« Ainsi
chacun de nous a sa manière d’aimer et de haïr, et cet amour,
cette haine, reflètent sa personnalité tout entière. Cependant le
langage désigne ces états par les mêmes mots chez tous les hommes
; aussi n’a-t-il pu fixer que l’aspect objectif et impersonnel de
l’amour, de la haine, et des mille sentiments qui agitent l’âme.
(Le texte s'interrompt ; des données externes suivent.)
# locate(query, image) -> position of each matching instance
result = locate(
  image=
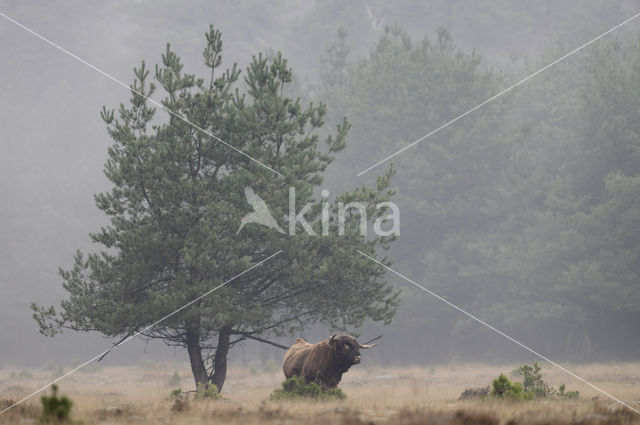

Nous jugeons du talent d’un romancier à la puissance avec laquelle
il tire du domaine public, où le langage les avait fait descendre,
des sentiments et des idées auxquels il essaie de rendre, par une
multiplicité de détails qui se juxtaposent, leur primitive et
vivante individualité. Mais de même qu’on pourra intercaler
indéfiniment des points entre deux positions d’un mobile sans
jamais combler l’espace parcouru, ainsi, par cela seul que nous
parlons, par cela seul que nous associons des idées les unes aux
autres et que ces idées se juxtaposent au lieu de se pénétrer,
nous échouons à traduire entièrement ce que notre âme ressent :
la pensée demeure incommensurable avec le langage. »
Henri
Bergson, Essai
sur les données immédiates de la conscience (1889)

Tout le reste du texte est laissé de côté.